Physicians should be aware that tolerance may occur," study investigator Shimrit Uliel-Sibony, MD, pediatric epileptologist, Dana-Dwek Children's Hospital, Tel Aviv University, Israel, told Medscape Medical News.
"There's this notion that cannabis is great medicine, that it's much better regarding response rates than other interventions for patients with treatment-resistant epilepsy, but that may only be at the beginning," she added. Long-term exposure may produce a different picture. With time, efficacy may decrease, resulting in a need to increase the dose. This suggests the development of tolerance.
"We know marijuana may have cognitive consequences with long-term, chronic recreational use. I think we need to be a little more cautious on our expectations of this therapy," said Uliel-Sibony.

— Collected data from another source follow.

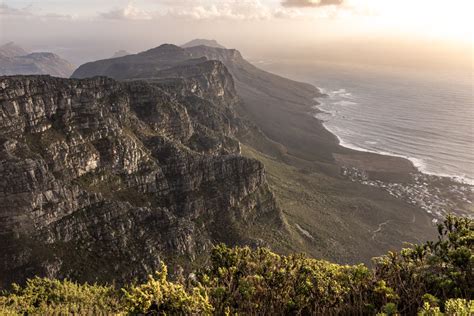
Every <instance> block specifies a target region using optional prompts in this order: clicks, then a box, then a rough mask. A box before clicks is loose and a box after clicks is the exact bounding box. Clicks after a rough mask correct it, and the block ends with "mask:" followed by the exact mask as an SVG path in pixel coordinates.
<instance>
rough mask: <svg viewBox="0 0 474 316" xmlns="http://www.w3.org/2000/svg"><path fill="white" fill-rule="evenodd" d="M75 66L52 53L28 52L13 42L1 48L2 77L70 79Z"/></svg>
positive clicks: (0, 50) (67, 61) (1, 66)
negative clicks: (73, 65) (39, 76)
mask: <svg viewBox="0 0 474 316" xmlns="http://www.w3.org/2000/svg"><path fill="white" fill-rule="evenodd" d="M73 71H74V66H73V65H72V64H71V63H69V62H68V61H67V60H65V59H63V58H61V57H60V56H58V55H56V54H54V53H51V52H32V53H30V52H27V51H26V50H24V49H23V48H21V47H20V46H18V45H16V44H14V43H13V42H10V43H7V44H5V45H2V46H0V75H44V74H49V75H52V76H57V77H63V78H67V77H69V76H70V75H71V74H72V73H73Z"/></svg>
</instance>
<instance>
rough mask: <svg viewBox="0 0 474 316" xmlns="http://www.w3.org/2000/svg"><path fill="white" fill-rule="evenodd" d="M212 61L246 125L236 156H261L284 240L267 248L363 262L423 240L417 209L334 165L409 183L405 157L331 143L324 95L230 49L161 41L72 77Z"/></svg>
mask: <svg viewBox="0 0 474 316" xmlns="http://www.w3.org/2000/svg"><path fill="white" fill-rule="evenodd" d="M212 60H217V61H220V62H221V63H222V64H223V65H225V67H226V68H227V69H228V71H229V73H230V74H231V75H232V77H233V80H234V83H235V90H236V94H237V96H238V98H239V101H238V102H237V103H236V105H235V111H236V113H237V115H238V117H239V118H241V119H242V120H243V121H246V122H248V123H247V124H246V128H241V129H239V130H238V131H237V134H236V137H237V138H238V139H239V141H240V142H241V144H242V145H241V148H242V154H243V155H245V156H248V157H252V158H255V159H258V160H260V161H261V162H263V163H264V165H265V168H266V170H267V173H268V182H269V185H270V188H271V190H272V192H273V193H274V194H275V196H276V198H277V202H278V205H279V207H281V208H282V210H283V215H284V221H285V223H287V225H286V227H287V228H288V230H289V234H286V235H285V238H286V239H287V242H286V243H284V244H282V243H281V241H275V242H272V243H271V247H272V248H273V249H279V250H280V251H285V250H286V251H288V250H290V251H293V252H298V251H304V252H306V253H308V254H310V255H312V256H314V257H317V258H325V259H330V260H333V261H337V262H340V263H358V262H366V263H369V262H370V260H371V258H372V257H374V256H376V255H380V254H383V253H385V252H386V251H388V250H392V249H397V248H399V247H401V246H402V245H403V243H404V242H416V241H417V240H427V239H430V238H433V234H432V233H431V231H432V230H431V229H430V228H431V226H432V223H431V220H432V218H431V217H430V216H429V215H428V214H427V213H426V212H425V211H423V210H422V209H421V208H418V207H415V206H413V205H411V204H409V203H406V201H404V200H402V199H400V198H397V197H395V196H393V195H391V194H390V192H387V191H384V190H382V189H381V188H379V187H373V186H368V185H364V184H363V183H358V182H355V181H353V180H351V178H350V177H348V176H347V172H346V173H345V171H344V170H353V169H354V168H355V169H356V170H361V171H360V172H362V173H363V174H364V176H365V177H367V179H370V180H374V181H387V182H390V183H397V185H400V183H412V181H413V180H412V176H411V175H412V174H414V173H416V172H417V171H416V169H415V168H414V167H413V165H412V164H411V163H410V162H409V161H407V160H403V159H399V158H393V157H386V156H381V155H376V154H371V153H362V152H357V151H353V150H350V149H347V148H344V147H342V146H340V145H339V144H338V140H337V138H336V137H335V136H334V135H332V134H331V133H330V132H328V131H327V130H326V129H325V128H324V126H323V124H322V122H321V121H319V120H317V119H315V118H314V117H313V113H314V111H315V109H314V105H315V104H317V101H316V100H315V98H324V95H323V94H322V93H321V92H320V91H319V90H318V89H317V88H315V87H314V86H311V85H309V84H305V83H301V82H296V81H293V80H290V79H287V78H283V77H281V76H278V75H275V74H272V73H269V72H266V71H263V70H261V69H259V68H257V67H255V66H254V65H252V64H251V63H249V62H248V61H246V60H245V59H244V58H243V56H242V55H241V54H240V52H239V51H237V50H235V49H222V48H214V47H209V46H193V47H188V48H182V47H177V46H174V45H169V44H167V45H162V46H159V47H157V48H154V49H151V50H148V51H146V52H142V53H139V54H136V55H130V56H126V57H122V58H118V59H109V60H102V61H97V62H93V63H87V64H84V65H82V66H80V67H79V68H78V69H77V70H76V71H75V73H74V74H73V77H77V78H87V77H93V76H96V75H102V76H109V77H112V78H115V79H118V80H136V79H138V78H141V79H147V80H157V81H161V82H163V80H162V79H160V78H161V77H162V76H163V75H164V74H166V76H172V77H177V78H179V77H181V76H182V74H180V71H179V69H182V68H187V67H194V66H193V65H200V64H203V63H205V62H206V61H212ZM189 88H191V89H193V87H192V86H190V87H189ZM267 241H269V240H267Z"/></svg>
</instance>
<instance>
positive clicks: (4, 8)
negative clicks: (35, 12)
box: [0, 3, 33, 16]
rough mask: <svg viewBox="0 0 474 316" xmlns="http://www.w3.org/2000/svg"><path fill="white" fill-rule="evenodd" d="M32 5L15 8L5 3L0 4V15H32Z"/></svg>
mask: <svg viewBox="0 0 474 316" xmlns="http://www.w3.org/2000/svg"><path fill="white" fill-rule="evenodd" d="M31 9H32V6H31V5H29V6H27V7H24V8H20V9H16V8H13V7H10V6H9V5H6V4H3V3H2V4H0V15H23V16H26V15H33V12H32V10H31Z"/></svg>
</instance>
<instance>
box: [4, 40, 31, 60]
mask: <svg viewBox="0 0 474 316" xmlns="http://www.w3.org/2000/svg"><path fill="white" fill-rule="evenodd" d="M0 55H2V56H5V57H16V56H24V55H28V52H27V51H26V50H24V49H23V48H22V47H20V46H18V45H16V44H15V43H14V42H9V43H6V44H4V45H2V46H0Z"/></svg>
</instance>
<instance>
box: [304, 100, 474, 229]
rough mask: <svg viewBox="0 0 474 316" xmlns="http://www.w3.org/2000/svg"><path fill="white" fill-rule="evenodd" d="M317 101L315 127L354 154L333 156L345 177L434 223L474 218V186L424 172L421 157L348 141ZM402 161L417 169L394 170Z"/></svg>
mask: <svg viewBox="0 0 474 316" xmlns="http://www.w3.org/2000/svg"><path fill="white" fill-rule="evenodd" d="M313 101H314V102H315V103H316V104H314V105H313V106H312V107H311V108H312V109H313V110H314V111H316V113H315V112H313V113H312V114H311V116H312V117H313V118H314V119H315V124H318V125H321V126H323V127H324V128H325V129H326V131H328V132H329V133H331V134H332V135H333V136H334V138H335V139H336V141H337V144H338V146H339V147H341V148H344V149H347V150H349V151H350V153H349V154H342V155H341V154H338V153H333V156H334V158H335V160H336V162H337V164H339V166H340V167H341V169H342V174H343V176H344V177H346V178H348V179H350V180H351V181H352V182H357V183H359V184H362V185H368V186H372V187H377V188H379V189H383V190H385V191H387V192H388V193H389V194H390V195H392V196H393V197H395V198H397V199H400V200H403V201H405V202H407V203H408V204H411V205H413V206H415V207H418V208H420V209H422V210H423V211H425V212H427V213H428V214H429V216H432V218H433V219H432V222H433V223H438V222H439V221H440V220H442V219H443V218H444V217H445V216H446V215H447V214H448V213H451V212H455V213H457V214H458V215H462V216H468V217H474V214H473V213H474V207H473V200H474V185H472V184H471V183H468V182H467V181H462V179H460V178H459V177H455V176H447V175H440V174H432V173H429V172H424V170H423V163H422V162H421V160H419V159H417V158H411V157H406V156H402V155H398V154H393V153H389V152H381V151H371V150H369V149H364V148H361V147H359V146H356V145H353V144H350V143H348V142H345V141H344V140H343V139H342V138H341V137H340V136H339V135H337V133H335V132H333V131H332V130H331V128H328V127H327V126H326V124H324V123H325V120H323V119H321V118H319V117H318V114H320V113H327V112H325V111H324V110H322V109H320V108H319V107H318V105H320V104H321V103H320V102H319V101H318V98H317V97H315V98H314V99H313ZM329 114H330V113H329ZM354 156H355V157H354ZM348 157H349V158H348ZM369 157H371V158H369ZM374 157H377V158H374ZM402 162H405V163H406V164H410V165H411V166H412V168H413V169H412V170H411V171H410V170H409V168H406V169H404V168H396V167H394V166H395V165H396V164H402V165H403V163H402ZM386 165H388V166H390V169H392V170H391V171H392V172H391V174H390V175H389V176H388V177H387V176H380V172H382V173H384V172H387V170H386V168H385V166H386ZM397 173H399V174H405V176H402V177H401V178H399V177H397V176H396V175H395V174H397Z"/></svg>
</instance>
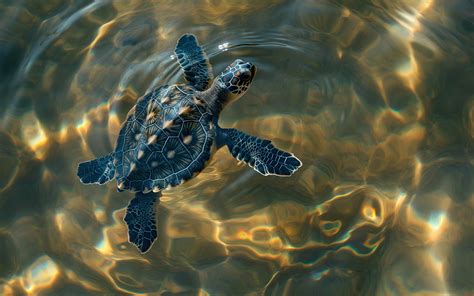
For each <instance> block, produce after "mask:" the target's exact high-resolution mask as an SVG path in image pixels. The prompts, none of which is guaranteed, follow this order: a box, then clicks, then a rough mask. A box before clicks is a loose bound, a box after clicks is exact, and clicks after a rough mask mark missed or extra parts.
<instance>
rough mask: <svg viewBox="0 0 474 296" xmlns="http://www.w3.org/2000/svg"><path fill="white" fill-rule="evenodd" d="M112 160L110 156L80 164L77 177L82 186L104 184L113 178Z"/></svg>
mask: <svg viewBox="0 0 474 296" xmlns="http://www.w3.org/2000/svg"><path fill="white" fill-rule="evenodd" d="M113 161H114V158H113V156H112V153H111V154H108V155H106V156H103V157H100V158H97V159H94V160H90V161H86V162H81V163H80V164H79V167H78V168H77V176H78V177H79V179H81V182H82V183H84V184H91V183H96V184H104V183H106V182H108V181H110V180H112V179H113V178H114V174H115V167H114V162H113Z"/></svg>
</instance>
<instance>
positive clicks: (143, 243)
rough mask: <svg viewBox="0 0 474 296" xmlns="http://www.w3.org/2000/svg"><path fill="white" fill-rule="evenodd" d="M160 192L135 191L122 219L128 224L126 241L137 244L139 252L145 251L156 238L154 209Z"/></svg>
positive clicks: (142, 252)
mask: <svg viewBox="0 0 474 296" xmlns="http://www.w3.org/2000/svg"><path fill="white" fill-rule="evenodd" d="M160 196H161V193H155V192H149V193H142V192H137V193H136V194H135V198H134V199H132V200H131V201H130V203H129V204H128V207H127V214H126V215H125V218H123V220H124V221H125V222H126V223H127V226H128V241H129V242H131V243H133V244H134V245H136V246H137V248H138V249H139V250H140V252H142V253H145V252H147V251H148V250H149V249H150V248H151V246H152V245H153V242H154V241H155V240H156V237H157V235H158V234H157V231H156V215H155V213H156V210H155V203H156V202H157V201H158V202H159V197H160Z"/></svg>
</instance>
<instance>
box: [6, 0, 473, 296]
mask: <svg viewBox="0 0 474 296" xmlns="http://www.w3.org/2000/svg"><path fill="white" fill-rule="evenodd" d="M467 2H468V1H464V0H456V1H450V2H449V3H448V2H443V1H436V0H423V1H422V0H410V1H408V0H407V1H384V0H380V1H379V0H377V1H352V2H351V1H345V2H344V3H345V4H344V5H342V4H341V3H340V1H317V2H314V1H296V2H294V1H281V0H278V1H261V2H258V3H257V2H255V1H250V0H248V1H247V0H246V1H239V2H233V1H207V0H204V1H195V2H186V3H184V2H183V3H178V2H175V1H166V0H163V1H155V2H148V1H95V2H94V3H91V4H81V3H79V2H77V3H76V2H74V3H69V4H68V5H64V4H63V3H61V1H44V2H34V3H33V2H18V3H16V2H15V3H13V2H5V3H0V8H2V9H1V10H0V11H1V12H0V14H2V15H3V16H4V18H3V21H2V23H1V25H0V27H1V28H2V30H1V31H0V65H1V66H2V67H1V69H0V76H2V78H3V79H2V80H1V82H0V90H2V94H3V95H4V100H1V101H0V107H1V108H0V113H1V120H0V123H1V125H0V162H1V170H0V208H1V209H2V212H3V213H4V214H3V215H1V216H0V253H1V254H2V255H1V256H0V294H2V295H22V294H30V295H36V294H49V295H65V294H70V295H84V294H92V295H95V294H97V295H103V294H120V293H125V294H130V293H155V294H165V293H186V294H191V295H209V294H211V295H214V294H216V295H234V294H236V295H243V294H250V295H259V294H265V293H266V294H268V295H282V294H285V295H308V294H312V293H314V291H318V293H319V294H321V295H408V294H424V295H425V294H426V295H432V294H434V295H438V294H440V295H441V294H442V295H444V294H453V295H457V294H463V293H465V294H466V295H467V294H470V293H473V292H474V281H473V278H474V273H473V271H472V258H473V256H474V253H473V250H472V247H471V246H472V244H473V242H474V237H473V235H472V233H473V229H474V220H473V217H474V215H473V213H474V158H473V155H474V153H473V139H474V97H473V95H472V94H473V93H474V89H473V84H472V81H471V80H472V66H471V64H472V63H471V59H472V55H473V48H474V47H473V46H472V42H473V41H472V40H473V39H472V38H473V32H474V30H473V29H472V28H473V26H472V24H473V19H472V13H471V14H470V11H472V5H471V4H469V3H467ZM469 5H471V6H469ZM6 15H9V16H11V17H5V16H6ZM185 32H190V33H194V34H196V35H197V36H198V38H199V40H200V42H201V44H202V45H203V48H204V49H205V50H206V51H207V53H208V55H209V57H210V61H211V63H212V65H213V68H214V73H215V74H217V73H218V72H219V71H222V70H223V69H224V68H225V66H227V65H228V64H229V63H230V62H232V61H233V60H235V59H236V58H245V59H248V60H250V61H251V62H252V63H254V64H255V65H257V67H258V69H259V70H258V73H257V76H256V78H255V81H254V82H253V85H252V87H251V88H250V90H249V92H248V93H247V94H246V95H245V96H244V97H243V98H242V99H240V100H239V101H238V102H235V103H234V104H233V105H231V106H229V107H227V108H226V109H225V110H224V111H223V113H222V115H221V120H220V122H221V125H222V126H225V127H235V128H239V129H241V130H244V131H246V132H248V133H251V134H254V135H258V136H259V137H262V138H267V139H272V141H273V142H274V143H275V144H276V145H277V146H278V147H281V148H282V149H285V150H288V151H291V152H293V153H295V155H297V156H298V157H299V158H300V159H301V160H302V161H303V163H304V165H303V167H302V168H301V169H300V170H299V171H298V173H296V174H295V175H294V176H293V177H291V178H284V179H278V178H273V177H263V176H260V175H258V174H257V173H255V172H254V171H253V170H251V169H250V168H249V167H248V166H247V165H245V164H242V163H240V164H238V163H237V161H236V160H235V159H234V158H233V157H232V156H231V155H230V154H229V153H228V151H227V150H225V149H222V150H220V151H218V152H217V153H216V155H215V157H214V158H213V160H212V161H211V162H210V164H209V166H208V167H207V168H206V169H205V170H204V171H203V172H202V173H201V174H200V175H198V176H197V177H195V178H194V179H192V180H190V181H189V182H187V183H186V184H184V185H182V186H180V187H177V188H174V189H171V190H168V191H165V192H164V196H163V198H162V199H161V202H160V204H159V205H158V207H157V209H158V218H157V219H158V221H157V225H158V241H157V242H156V243H155V244H154V246H153V249H152V250H151V251H150V252H149V253H147V254H145V255H141V254H139V253H138V252H137V251H136V249H135V248H134V247H133V246H132V245H130V244H129V243H128V238H127V232H126V226H125V224H124V222H123V216H124V214H125V206H126V205H127V203H128V201H129V199H130V198H131V194H129V193H126V192H125V193H118V192H116V189H115V184H114V185H112V184H109V185H107V186H103V187H99V186H84V185H82V184H80V182H79V180H78V179H77V177H76V167H77V164H78V163H79V162H81V161H84V160H87V159H92V158H95V157H98V156H101V155H104V154H106V153H108V152H109V151H111V150H112V149H113V147H114V143H115V140H116V138H117V135H118V132H119V129H120V126H121V123H122V121H123V120H124V118H125V116H126V114H127V112H128V110H129V109H130V108H131V107H132V106H133V105H134V104H135V102H136V100H137V99H138V98H139V97H140V96H141V95H142V94H143V93H145V92H146V91H149V90H151V89H153V88H154V87H157V86H159V85H161V84H164V83H167V84H171V83H178V82H182V81H183V78H182V73H181V72H180V69H179V66H178V64H177V62H176V59H175V56H174V53H173V49H174V46H175V43H176V40H177V39H178V38H179V36H180V35H181V34H182V33H185Z"/></svg>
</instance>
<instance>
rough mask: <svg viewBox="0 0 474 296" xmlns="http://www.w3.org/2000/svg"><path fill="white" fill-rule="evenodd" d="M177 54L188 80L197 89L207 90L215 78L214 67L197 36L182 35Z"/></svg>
mask: <svg viewBox="0 0 474 296" xmlns="http://www.w3.org/2000/svg"><path fill="white" fill-rule="evenodd" d="M175 54H176V57H177V58H178V62H179V65H180V66H181V69H182V70H183V71H184V76H185V78H186V80H187V81H189V82H191V84H192V85H193V86H194V87H195V88H196V89H197V90H205V89H206V88H207V87H208V86H209V85H210V84H211V81H212V79H213V75H212V67H211V64H209V59H208V58H207V56H206V54H205V53H204V51H203V50H202V49H201V46H199V43H198V41H197V39H196V36H194V35H192V34H184V35H183V36H181V38H179V40H178V43H177V44H176V49H175Z"/></svg>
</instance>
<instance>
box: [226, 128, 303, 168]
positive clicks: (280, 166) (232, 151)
mask: <svg viewBox="0 0 474 296" xmlns="http://www.w3.org/2000/svg"><path fill="white" fill-rule="evenodd" d="M217 137H218V139H217V140H218V145H219V144H220V143H219V142H221V144H225V145H227V147H228V148H229V151H230V153H231V154H232V156H234V157H235V158H237V159H238V160H240V161H244V162H245V163H247V164H248V165H249V166H250V167H252V168H253V169H254V170H256V171H257V172H259V173H260V174H262V175H264V176H268V175H277V176H291V175H292V174H293V173H294V172H296V170H298V169H299V168H300V167H301V161H300V160H299V159H298V158H297V157H296V156H294V155H293V154H291V153H288V152H285V151H282V150H279V149H277V148H275V146H273V144H272V143H271V142H270V141H269V140H263V139H259V138H257V137H254V136H250V135H247V134H245V133H243V132H241V131H239V130H236V129H233V128H232V129H218V135H217Z"/></svg>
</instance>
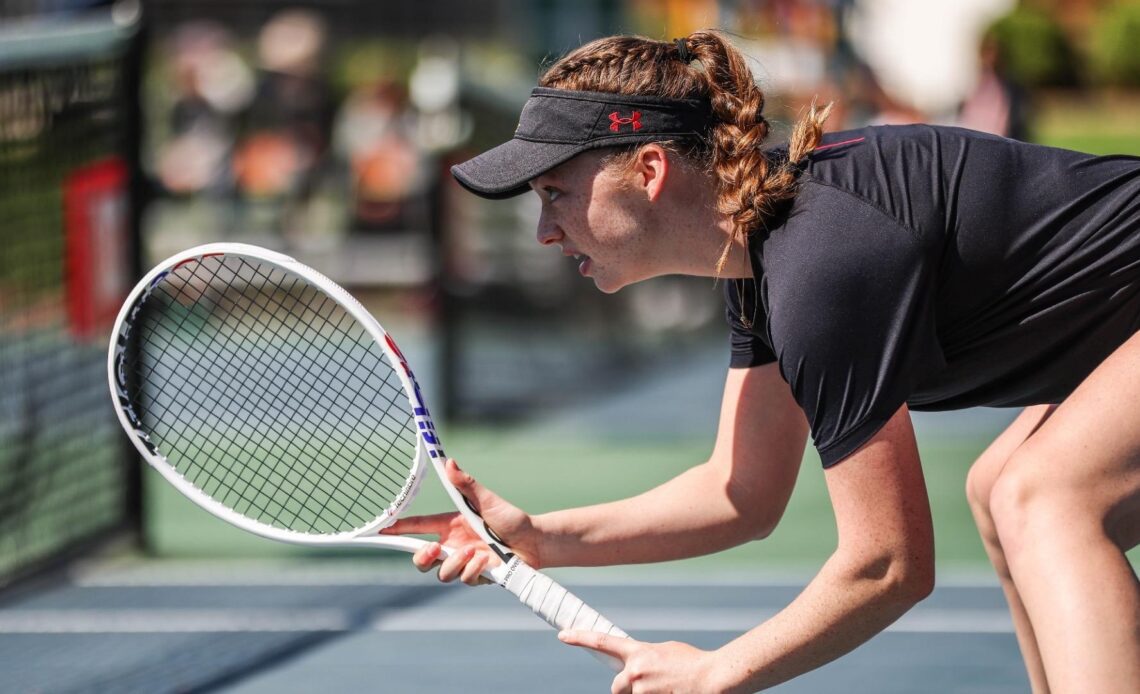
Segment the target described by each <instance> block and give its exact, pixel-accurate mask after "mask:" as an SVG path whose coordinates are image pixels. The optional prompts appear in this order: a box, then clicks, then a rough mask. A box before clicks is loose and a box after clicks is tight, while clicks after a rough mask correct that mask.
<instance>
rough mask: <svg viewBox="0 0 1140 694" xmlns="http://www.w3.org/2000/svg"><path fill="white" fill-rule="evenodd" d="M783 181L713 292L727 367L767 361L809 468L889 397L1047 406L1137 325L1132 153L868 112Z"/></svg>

The study was presented here at the American Epilepsy Society (AES) 72nd Annual Meeting 2018. To assess the long-term efficacy of cannabinoids as well as the development of tolerance in the treatment of refractory epilepsy, the investigators conducted an observational, longitudinal study of pediatric and adult patients. The analysis included 92 patients (59 males) ranging in age from 1 year to 37 years (mean age, 11.8 years).
All had treatment-resistant epilepsy; two had Dravet syndrome, and three had Lennox-Gastaut syndrome (LGS). The remainder had other types of seizures and epilepsy syndromes. All patients had experienced treatment failure with numerous drug therapies, and for some, use of the ketogenic diet or vagal nerve stimulation therapy was also ineffective.
None had been previously treated with medical cannabis. Participants were initially given a cannabis oil extract in which the ratio of CBD to THC was 20:1. That amount of THC has negligible psychoactive activity, noted Uliel-Sibony. The patients had been receiving stable doses of AEDs for at least four weeks before study enrollment. All participants had at least three months of follow-up (mean follow-up, 20 months).
Tolerance was defined as a 30% or greater reduction in response rate that continued for more than three months.Patients in whom efficacy decreased during the first three months of treatments were not included. The intention was to exclude patients who showed short-lasting improvement that was possibly the result of the "honeymoon" effect.
The investigators found that about 29% of the study population experienced a reduction in seizures by 50% to 75%.Of 84 patients included in the tolerance analysis, 25% developed tolerance, which was reported with an average dosage of 12.6 mg/kg/day.